Note that get_records() is throttled via "shard_fetch_rate=5" (ie the same 0.2 sec/ 5x limit)

This pattern seemed like the easiest way to maintain a pool of consumers without needing to think too hard about starting it's next job or handling new shards etc.

Not Implemented

  • resharding
  • client rebalancing (ie share the shards between consumers)

See also

https://aws.amazon.com/blogs/big-data/implementing-efficient-and-reliable-producers-with-the-amazon-kinesis-producer-library/

Producer

async with Producer(stream_name="test") as producer:
    # Put item onto queue to be flushed via put_records()
    await producer.put({'my': 'data'})

Options:

(comments in quotes are Kinesis Limits as per AWS Docs)

  • region_name

    AWS Region

  • buffer_time=0.5

    Buffer time in seconds before auto flushing records

  • put_rate_limit_per_shard=1000

    "A single shard can ingest up to 1 MiB of data per second (including partition keys) or 1,000 records per second for writes

  • batch_size=500

    "Each PutRecords request can support up to 500 records"

  • max_queue_size=10000

    put() method will block when queue is at max

  • after_flush_fun

    async function to call after doing a flush (err put_records()) call

Consumer

async with Consumer(stream_name="test") as consumer:
    while True:
        async for item in consumer:
            print(item)
        # caught up.. take a breather~

Options:

(comments in quotes are Kinesis Limits as per AWS Docs)

  • region_name

    AWS Region

  • max_queue_size=1000

    the fetch() task shard

  • max_shard_consumers=None

    Max number of shards to use. None = all

  • record_limit=10000

    Number of records to fetch with get_records()

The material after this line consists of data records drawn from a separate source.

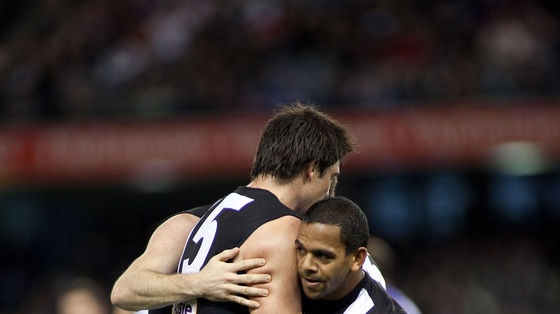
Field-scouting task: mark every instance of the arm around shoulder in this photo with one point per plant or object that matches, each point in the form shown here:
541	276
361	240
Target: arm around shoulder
274	241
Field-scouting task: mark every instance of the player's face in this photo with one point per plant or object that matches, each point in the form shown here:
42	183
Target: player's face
323	264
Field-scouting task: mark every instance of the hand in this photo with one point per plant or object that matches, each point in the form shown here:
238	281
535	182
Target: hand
222	282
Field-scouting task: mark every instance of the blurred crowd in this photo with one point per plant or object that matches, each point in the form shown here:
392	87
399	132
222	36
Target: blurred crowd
72	59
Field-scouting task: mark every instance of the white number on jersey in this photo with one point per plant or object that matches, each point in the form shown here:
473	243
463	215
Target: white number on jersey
207	231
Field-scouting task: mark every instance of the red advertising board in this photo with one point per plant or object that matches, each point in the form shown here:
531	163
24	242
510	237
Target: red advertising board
223	146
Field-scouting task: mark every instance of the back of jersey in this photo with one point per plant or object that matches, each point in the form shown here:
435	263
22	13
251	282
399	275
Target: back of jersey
227	224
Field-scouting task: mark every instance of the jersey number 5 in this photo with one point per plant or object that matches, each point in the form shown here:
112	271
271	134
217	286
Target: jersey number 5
207	231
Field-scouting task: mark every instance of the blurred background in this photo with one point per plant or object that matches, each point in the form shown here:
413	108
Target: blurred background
116	114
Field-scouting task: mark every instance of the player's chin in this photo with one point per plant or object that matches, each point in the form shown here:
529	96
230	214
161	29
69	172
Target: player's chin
313	293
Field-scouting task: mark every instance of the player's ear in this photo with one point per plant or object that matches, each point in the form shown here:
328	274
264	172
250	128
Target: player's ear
360	256
311	170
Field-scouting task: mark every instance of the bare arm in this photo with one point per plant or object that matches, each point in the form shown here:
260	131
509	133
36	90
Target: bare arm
275	242
151	280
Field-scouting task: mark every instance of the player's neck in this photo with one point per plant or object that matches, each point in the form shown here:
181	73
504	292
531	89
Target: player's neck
286	192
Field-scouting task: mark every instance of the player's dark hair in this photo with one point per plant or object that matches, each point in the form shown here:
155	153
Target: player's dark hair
297	135
342	212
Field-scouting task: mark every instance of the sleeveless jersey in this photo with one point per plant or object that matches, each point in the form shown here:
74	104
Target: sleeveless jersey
227	224
368	297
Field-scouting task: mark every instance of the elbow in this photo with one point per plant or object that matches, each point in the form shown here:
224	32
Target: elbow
120	297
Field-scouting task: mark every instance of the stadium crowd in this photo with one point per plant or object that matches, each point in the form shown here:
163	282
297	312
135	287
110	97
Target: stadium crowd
65	59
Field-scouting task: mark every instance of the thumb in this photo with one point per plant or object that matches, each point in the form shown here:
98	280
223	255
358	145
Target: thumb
226	255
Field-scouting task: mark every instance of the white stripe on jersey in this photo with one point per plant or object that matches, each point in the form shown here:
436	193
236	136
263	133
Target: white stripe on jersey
373	271
362	304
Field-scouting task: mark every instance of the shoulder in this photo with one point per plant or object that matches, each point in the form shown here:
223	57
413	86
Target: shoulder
373	271
273	238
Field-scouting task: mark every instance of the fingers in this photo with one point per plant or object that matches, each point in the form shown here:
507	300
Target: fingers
247	264
226	255
245	302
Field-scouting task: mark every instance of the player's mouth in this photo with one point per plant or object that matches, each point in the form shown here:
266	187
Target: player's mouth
310	283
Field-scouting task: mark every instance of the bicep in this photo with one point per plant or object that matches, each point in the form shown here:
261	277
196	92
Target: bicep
281	264
166	244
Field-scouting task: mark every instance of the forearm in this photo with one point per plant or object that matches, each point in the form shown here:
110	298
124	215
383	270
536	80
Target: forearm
147	289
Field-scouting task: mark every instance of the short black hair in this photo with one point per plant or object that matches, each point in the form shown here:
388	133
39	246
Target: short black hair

  • sleep_time_no_records=2

    No of seconds to sleep when caught up

  • iterator_type="TRIM_HORIZON"

    Default shard iterator type for new/unknown shards (ie start from start of stream) Alternative is "LATEST" (ie end of stream)

  • shard_fetch_rate=5

    No of fetches per second (max = 5)

  • checkpointer=None

    Checkpointer to use

Checkpointers

  • memory
  • redis

Yet another Python Kinesis Library?

Sadly I had issues with every other library I could find :(

(Actually I only found this one recently, might be ok alternative?)

Project details


Release history Release notifications

Download files

Download the file for your platform. If you're not sure which to choose, learn more about installing packages.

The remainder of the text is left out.